De hecho, Cristina estaba tan convencida de que ganarían que, para controlar a Daniel Scioli, incluyó como candidato a Presidente al propio Zannini, hasta entonces su ladero más obediente hacia adentro y más dañino hacia afuera.

¿Hubieran robado tanto y de manera tan burda de haber sabido que perderían y que los mismos jueces a los que habían presionado y maltratado se darían vuelta para empezar a investigarlos, juzgarlos y condenarlos? ¿No habrían previsto, si no se hubiesen creído tan distintos, que el desprecio y el maltrato generaría un sentimiento de reparación, que podría volverse en su contra? ¿No se dieron cuenta, en ningún momento, que Claudio Bonadio, un magistrado que no responde al sistema, al que más bien se lo considera un error del sistema, podría interpretar el código penal a su antojo, y hacer lo que supone que tiene que hacer, sin importar a quien puede perjudicar?

El Presidente Mauricio Macri suele contar que una ascensorista de la Casa Rosada le confesó que, durante el segundo mandato de Cristina Fernández, le habían dado la orden de no mirar a los ojos a la jefa de Estado.
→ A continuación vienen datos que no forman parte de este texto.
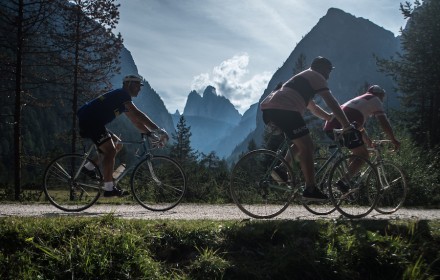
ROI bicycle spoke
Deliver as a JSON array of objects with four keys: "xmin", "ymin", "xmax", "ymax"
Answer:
[
  {"xmin": 329, "ymin": 155, "xmax": 380, "ymax": 218},
  {"xmin": 375, "ymin": 162, "xmax": 407, "ymax": 214},
  {"xmin": 44, "ymin": 154, "xmax": 102, "ymax": 211},
  {"xmin": 230, "ymin": 150, "xmax": 294, "ymax": 218},
  {"xmin": 131, "ymin": 156, "xmax": 186, "ymax": 211}
]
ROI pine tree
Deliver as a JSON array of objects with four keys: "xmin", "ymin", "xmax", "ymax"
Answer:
[
  {"xmin": 0, "ymin": 0, "xmax": 58, "ymax": 200},
  {"xmin": 55, "ymin": 0, "xmax": 122, "ymax": 152},
  {"xmin": 377, "ymin": 0, "xmax": 440, "ymax": 148},
  {"xmin": 170, "ymin": 115, "xmax": 197, "ymax": 164}
]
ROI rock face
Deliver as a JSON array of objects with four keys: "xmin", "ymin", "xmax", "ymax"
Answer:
[
  {"xmin": 116, "ymin": 8, "xmax": 400, "ymax": 161},
  {"xmin": 177, "ymin": 86, "xmax": 256, "ymax": 157},
  {"xmin": 232, "ymin": 8, "xmax": 400, "ymax": 162}
]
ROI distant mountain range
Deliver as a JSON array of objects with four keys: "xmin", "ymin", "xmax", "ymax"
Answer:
[{"xmin": 113, "ymin": 8, "xmax": 400, "ymax": 161}]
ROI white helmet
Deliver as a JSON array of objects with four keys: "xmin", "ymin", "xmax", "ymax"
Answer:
[
  {"xmin": 122, "ymin": 75, "xmax": 144, "ymax": 86},
  {"xmin": 367, "ymin": 85, "xmax": 385, "ymax": 94}
]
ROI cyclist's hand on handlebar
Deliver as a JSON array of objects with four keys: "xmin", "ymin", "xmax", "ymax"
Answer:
[
  {"xmin": 342, "ymin": 124, "xmax": 357, "ymax": 134},
  {"xmin": 157, "ymin": 128, "xmax": 170, "ymax": 148},
  {"xmin": 391, "ymin": 139, "xmax": 400, "ymax": 151}
]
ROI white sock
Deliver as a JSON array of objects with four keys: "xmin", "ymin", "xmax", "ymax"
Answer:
[
  {"xmin": 84, "ymin": 161, "xmax": 95, "ymax": 170},
  {"xmin": 103, "ymin": 182, "xmax": 113, "ymax": 191}
]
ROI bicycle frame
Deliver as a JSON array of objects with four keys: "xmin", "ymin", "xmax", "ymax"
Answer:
[
  {"xmin": 368, "ymin": 140, "xmax": 393, "ymax": 190},
  {"xmin": 78, "ymin": 133, "xmax": 159, "ymax": 184}
]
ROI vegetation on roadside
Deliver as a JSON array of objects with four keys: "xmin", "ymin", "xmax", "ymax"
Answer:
[{"xmin": 0, "ymin": 214, "xmax": 440, "ymax": 279}]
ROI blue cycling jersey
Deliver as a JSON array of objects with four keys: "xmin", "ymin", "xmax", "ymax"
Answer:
[{"xmin": 77, "ymin": 89, "xmax": 131, "ymax": 126}]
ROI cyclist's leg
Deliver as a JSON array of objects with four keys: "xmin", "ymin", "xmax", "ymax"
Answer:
[
  {"xmin": 292, "ymin": 134, "xmax": 316, "ymax": 187},
  {"xmin": 343, "ymin": 130, "xmax": 369, "ymax": 177},
  {"xmin": 98, "ymin": 137, "xmax": 117, "ymax": 189}
]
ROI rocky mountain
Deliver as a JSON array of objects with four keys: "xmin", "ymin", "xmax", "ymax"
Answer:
[
  {"xmin": 183, "ymin": 86, "xmax": 241, "ymax": 125},
  {"xmin": 230, "ymin": 8, "xmax": 400, "ymax": 161},
  {"xmin": 173, "ymin": 86, "xmax": 256, "ymax": 157},
  {"xmin": 114, "ymin": 8, "xmax": 400, "ymax": 161}
]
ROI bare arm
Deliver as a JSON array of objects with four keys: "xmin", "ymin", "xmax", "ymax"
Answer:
[
  {"xmin": 307, "ymin": 100, "xmax": 333, "ymax": 121},
  {"xmin": 319, "ymin": 92, "xmax": 350, "ymax": 128},
  {"xmin": 125, "ymin": 102, "xmax": 159, "ymax": 132}
]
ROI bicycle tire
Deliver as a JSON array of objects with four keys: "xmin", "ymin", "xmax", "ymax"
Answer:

Según el relato de la ascensorista, el que emitió la orden verbal fue Carlos Zannini, el mismo hombre que hace pocas horas bajó de un avión esposado, con chaleco antibalas y casco rumbo al establecimiento penitenciario de Ezeiza, acusado de traición a la Patria.

No lo escribo con alegría ni con ánimo de revancha. Es más: no estoy tan seguro que el delito que les imputa es el que corresponde para juzgar la imposición del memorándum de entendimiento con Irán. Solo lamento que la Argentina haya soportado y propiciado, durante tantos años, a personas tan engreídas y desubicadas.